Architect and designer David Adjaye, 50, is the ultimate modern nomad. Born in Tanzania to Ghanaian parents, he lived throughout Africa and the Middle East before his family settled in Britain.
Today, the design star has offices in New York, London and Accra, Ghana, with forthcoming projects in South Africa, Latvia and Harlem, where he’s designing the new home of the Studio Museum, expected to open in 2021.

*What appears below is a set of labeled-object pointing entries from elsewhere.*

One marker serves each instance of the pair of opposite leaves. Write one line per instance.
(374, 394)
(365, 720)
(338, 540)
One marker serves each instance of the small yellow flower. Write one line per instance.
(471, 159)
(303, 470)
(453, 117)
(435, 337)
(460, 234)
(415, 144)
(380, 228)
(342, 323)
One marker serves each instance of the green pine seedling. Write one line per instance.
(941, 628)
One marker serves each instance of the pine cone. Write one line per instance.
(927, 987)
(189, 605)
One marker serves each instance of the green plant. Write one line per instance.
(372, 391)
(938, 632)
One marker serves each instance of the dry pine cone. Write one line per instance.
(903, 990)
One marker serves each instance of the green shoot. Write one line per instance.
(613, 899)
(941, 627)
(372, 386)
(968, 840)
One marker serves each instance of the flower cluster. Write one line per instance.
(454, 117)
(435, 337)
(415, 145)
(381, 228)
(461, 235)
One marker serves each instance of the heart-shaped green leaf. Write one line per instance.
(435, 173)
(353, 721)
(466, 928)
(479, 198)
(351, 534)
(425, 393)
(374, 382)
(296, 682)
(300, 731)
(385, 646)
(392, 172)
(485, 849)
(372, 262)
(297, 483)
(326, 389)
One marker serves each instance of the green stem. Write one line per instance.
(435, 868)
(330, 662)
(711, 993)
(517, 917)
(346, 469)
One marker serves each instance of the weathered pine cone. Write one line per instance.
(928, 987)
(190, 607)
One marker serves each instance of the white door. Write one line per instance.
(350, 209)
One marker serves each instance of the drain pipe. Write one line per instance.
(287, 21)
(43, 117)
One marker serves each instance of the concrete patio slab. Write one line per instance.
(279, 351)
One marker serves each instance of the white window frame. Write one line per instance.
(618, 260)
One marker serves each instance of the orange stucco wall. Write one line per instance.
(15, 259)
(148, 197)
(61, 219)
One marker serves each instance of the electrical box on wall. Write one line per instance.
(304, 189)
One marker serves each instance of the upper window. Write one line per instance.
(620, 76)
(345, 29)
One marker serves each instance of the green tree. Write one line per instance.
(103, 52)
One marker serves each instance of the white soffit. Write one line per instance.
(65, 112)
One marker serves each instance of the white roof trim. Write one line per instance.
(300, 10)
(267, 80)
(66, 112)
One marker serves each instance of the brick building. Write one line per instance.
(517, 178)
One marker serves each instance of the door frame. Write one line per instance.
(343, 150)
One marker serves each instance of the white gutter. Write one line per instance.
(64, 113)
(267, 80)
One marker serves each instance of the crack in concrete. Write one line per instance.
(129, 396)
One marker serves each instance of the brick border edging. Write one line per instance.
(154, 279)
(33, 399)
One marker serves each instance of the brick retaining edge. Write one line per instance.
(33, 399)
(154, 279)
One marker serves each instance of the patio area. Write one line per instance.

Between long-haul flights, Adjaye shared with Alexa the specs of his globetrotting life and work.
10
The maximum number of days in a row he spends apart from his wife, Ashley Shaw-Scott. The couple have a 2-year-old son.
7
Adjaye lived in seven countries before moving, at the age of 13, to the UK: Tanzania, Uganda, Kenya, Egypt, Lebanon, Ghana and Saudi Arabia.
53
Adjaye visited this many African capital cities from 2000 to 2011, a journey he documented with photographs published in the book “Adjaye Africa Architecture.”
9
The number of patterns in Adjaye’s range of Knoll textiles. Each takes inspiration from a different African city.
10K
The tally of songs in his digital music library. (Adjaye was briefly a London DJ in the ’90s.) Nina Simone is usually in heavy rotation.
20
How many minutes it takes Adjaye to pack his black Porsche “Roadster” hardcase before any trip. He also never heads out without his Smythson travel wallet.
5
He’s shared five collaborations with artist Chris Ofili, including designing Ofili’s Port of Spain house in Trinidad & Tobago.
3,600
The number of bronze-coated aluminum latticework panels in the façade of his design for the Smithsonian’s National Museum of African American History and Culture, which opened to great fanfare last September. Its three-tiered form was modeled on crowns used in West African Yoruba art.
35
The weight, in pounds, of the custom-concrete speakers Adjaye designed for New York audio company Master & Dynamic ($1,800, available April 25 at MoMa.